Fed: Rates to Stay Low through 2022, But Watch Fed Futures

The Federal Reserve made a bold prediction last Wednesday at the end of the regularly scheduled Federal Open Market Committee meeting. It said rates are going to stay low for years, through 2022.

Come on, you say. Everyone knows that. That’s not bold. Maybe and then again maybe they won’t stay low for years. I think it’s bold because the future is ofttimes hardly knowable 2 days out, let alone two years. The smart investor is skeptical of specific and definitive predictions about the long-term future—even from the Fed. Moreover, as I’ll note below, the Fed hasn’t been right about rates for years, actually. If you really want to know what’s going to happen to US interest rates then you should watch the Fed futures market.

Additionally, in new projections released Wednesday, all 17 Fed officials who participate in the rate-setting meetings said they expect to hold rates near zero next year, and 15 of them projected rates would stay there through 2022. That is two years from now. The Fed certainly believes in its own powers of projection.

So, what did the FOMC say last Wednesday. Fed chairman Jeremy Powell said—in a line that might come back to bite him: “We’re not thinking about raising rates.” said Mr. Powell. It’s the kind of line that will be memorable one way or another. The Fed reiterated its commitment to supporting the economy following the shock caused by the pandemic.

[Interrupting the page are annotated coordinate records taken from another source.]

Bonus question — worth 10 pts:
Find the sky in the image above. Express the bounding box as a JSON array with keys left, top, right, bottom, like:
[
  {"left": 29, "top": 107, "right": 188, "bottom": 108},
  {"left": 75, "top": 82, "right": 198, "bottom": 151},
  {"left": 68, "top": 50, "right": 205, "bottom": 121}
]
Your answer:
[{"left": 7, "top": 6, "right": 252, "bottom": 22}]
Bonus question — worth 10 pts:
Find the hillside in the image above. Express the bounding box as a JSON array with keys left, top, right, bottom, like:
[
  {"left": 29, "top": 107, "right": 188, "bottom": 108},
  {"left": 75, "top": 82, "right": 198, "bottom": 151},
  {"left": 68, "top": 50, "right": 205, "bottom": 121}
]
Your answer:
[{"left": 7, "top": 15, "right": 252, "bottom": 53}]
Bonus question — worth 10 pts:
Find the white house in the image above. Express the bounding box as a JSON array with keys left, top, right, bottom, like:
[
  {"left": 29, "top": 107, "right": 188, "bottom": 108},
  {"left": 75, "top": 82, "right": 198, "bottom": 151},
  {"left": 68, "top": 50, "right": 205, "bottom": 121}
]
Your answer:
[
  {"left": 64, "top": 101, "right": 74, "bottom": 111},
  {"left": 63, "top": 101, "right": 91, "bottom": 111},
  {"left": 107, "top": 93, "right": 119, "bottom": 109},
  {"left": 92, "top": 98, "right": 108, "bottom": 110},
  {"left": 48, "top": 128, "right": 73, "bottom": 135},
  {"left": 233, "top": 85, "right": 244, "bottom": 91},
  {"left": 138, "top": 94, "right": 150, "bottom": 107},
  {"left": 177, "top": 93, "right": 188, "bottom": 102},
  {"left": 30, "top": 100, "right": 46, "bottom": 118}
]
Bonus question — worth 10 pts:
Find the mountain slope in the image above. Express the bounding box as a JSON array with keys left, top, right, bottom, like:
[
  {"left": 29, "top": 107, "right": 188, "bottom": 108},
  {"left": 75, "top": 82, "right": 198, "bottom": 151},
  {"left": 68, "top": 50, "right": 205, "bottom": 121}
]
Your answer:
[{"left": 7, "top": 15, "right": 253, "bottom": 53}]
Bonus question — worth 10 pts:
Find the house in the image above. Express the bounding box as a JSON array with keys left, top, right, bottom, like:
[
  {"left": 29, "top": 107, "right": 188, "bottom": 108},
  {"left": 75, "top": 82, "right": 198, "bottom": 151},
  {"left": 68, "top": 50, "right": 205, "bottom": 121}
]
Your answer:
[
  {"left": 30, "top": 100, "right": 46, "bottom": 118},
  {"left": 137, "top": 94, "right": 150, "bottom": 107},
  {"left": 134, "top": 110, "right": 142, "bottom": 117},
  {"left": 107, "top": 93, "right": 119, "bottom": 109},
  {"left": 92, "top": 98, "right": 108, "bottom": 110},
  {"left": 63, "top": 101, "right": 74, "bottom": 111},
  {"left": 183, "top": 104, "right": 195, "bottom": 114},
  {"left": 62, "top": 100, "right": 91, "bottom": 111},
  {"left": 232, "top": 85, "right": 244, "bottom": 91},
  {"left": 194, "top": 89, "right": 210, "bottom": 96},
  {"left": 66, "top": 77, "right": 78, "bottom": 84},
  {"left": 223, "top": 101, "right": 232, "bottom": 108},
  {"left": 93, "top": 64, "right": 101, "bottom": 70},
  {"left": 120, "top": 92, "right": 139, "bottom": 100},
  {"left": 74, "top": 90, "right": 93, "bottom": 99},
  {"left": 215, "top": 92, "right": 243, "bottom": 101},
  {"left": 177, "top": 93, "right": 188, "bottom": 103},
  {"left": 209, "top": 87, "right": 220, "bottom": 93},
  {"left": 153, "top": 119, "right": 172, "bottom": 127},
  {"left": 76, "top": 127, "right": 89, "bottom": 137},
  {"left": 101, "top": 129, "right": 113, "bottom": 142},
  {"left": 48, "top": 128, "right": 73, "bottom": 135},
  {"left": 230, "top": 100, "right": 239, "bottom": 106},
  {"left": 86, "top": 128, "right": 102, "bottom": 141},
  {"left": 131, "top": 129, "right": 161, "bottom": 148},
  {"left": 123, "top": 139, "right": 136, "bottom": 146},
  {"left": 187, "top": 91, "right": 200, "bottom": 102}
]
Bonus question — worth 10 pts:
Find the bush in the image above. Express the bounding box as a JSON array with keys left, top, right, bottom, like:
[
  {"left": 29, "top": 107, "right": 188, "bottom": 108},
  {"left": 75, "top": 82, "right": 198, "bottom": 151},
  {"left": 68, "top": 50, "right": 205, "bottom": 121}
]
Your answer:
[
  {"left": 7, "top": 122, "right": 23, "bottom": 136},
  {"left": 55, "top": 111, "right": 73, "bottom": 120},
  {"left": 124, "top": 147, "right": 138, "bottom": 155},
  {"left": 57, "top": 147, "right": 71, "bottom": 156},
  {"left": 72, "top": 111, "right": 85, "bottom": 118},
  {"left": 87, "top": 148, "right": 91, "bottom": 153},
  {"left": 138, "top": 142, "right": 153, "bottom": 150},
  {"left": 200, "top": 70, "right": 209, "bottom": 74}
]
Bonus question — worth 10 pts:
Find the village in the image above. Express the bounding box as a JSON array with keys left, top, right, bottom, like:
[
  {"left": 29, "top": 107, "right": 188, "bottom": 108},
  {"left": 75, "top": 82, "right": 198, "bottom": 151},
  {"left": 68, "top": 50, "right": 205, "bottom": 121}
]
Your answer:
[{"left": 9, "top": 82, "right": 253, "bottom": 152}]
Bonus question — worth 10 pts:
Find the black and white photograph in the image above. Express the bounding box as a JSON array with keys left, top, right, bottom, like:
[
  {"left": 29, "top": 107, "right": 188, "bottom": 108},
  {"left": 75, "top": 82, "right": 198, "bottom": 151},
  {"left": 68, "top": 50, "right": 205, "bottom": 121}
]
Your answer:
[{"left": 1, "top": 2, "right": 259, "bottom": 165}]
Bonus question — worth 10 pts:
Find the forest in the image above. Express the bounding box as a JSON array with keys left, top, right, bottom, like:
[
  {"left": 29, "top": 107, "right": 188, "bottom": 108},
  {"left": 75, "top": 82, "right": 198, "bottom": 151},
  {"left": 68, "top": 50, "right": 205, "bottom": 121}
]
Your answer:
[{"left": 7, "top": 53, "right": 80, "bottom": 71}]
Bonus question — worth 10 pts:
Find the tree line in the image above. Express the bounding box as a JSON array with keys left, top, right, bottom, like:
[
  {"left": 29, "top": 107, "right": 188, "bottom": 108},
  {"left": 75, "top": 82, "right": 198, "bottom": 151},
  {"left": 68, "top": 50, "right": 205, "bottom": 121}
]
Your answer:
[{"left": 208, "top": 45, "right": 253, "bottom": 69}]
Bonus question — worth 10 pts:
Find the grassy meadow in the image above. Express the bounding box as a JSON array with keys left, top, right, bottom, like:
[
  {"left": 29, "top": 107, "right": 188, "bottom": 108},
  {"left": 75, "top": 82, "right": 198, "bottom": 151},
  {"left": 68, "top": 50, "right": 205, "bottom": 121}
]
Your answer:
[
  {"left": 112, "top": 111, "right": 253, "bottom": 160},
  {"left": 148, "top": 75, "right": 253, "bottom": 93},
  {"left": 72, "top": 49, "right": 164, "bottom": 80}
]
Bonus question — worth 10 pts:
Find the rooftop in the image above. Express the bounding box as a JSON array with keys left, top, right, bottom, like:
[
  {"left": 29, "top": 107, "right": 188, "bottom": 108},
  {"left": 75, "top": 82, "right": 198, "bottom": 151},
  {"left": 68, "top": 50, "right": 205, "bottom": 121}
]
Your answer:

On the one hand, certainly with the US economy in recession it’s fair to say that rates aren’t going up soon. But it’s becoming clear that this was a coronavirus-induced recession and not a “natural’ recession that comes of overextended companies and falling demand.

Investors should look to the Fed futures. I’ve been watching the Fed’s famous “dot plot” of rate expectations and matching it against the Fed futures markets for more than five years. Guess what? The Fed futures market’s accuracy record is far better than the Fed itself. Now it just happens the futures say rates are going to stay low but keep an eye on it. And changes there about higher rates come about long before the Fed policymakers begin to talk about it.

There’s that Fed put to worry about, after all, which helps keep markets calm. Just one word from the Fed about higher rates would likely send markets reeling these days. By the way, all this was none too good for the bank and financial stocks, which fell 9% on the week.

Additionally, most Fed officials projected the economy would contract by anywhere between 4% and 10% this year.

Even with the report last week that the economy added jobs in May, there are still nearly 20 million fewer Americans employed than there were in February. Powell suggested that that millions of people possibly wouldn’t go back to their old job or their prior industry, given the potential for reduced demand for goods or services that require increased human contact he said. Initial jobless claims fell to 1.5 million last week, signaling a slow start to a potential recovery.

The yield on the benchmark 10-year U.S. Treasury note dropped sharply last week to about 0.71% vs 0.89% one week previous. Next FOMC meeting on July 28-29.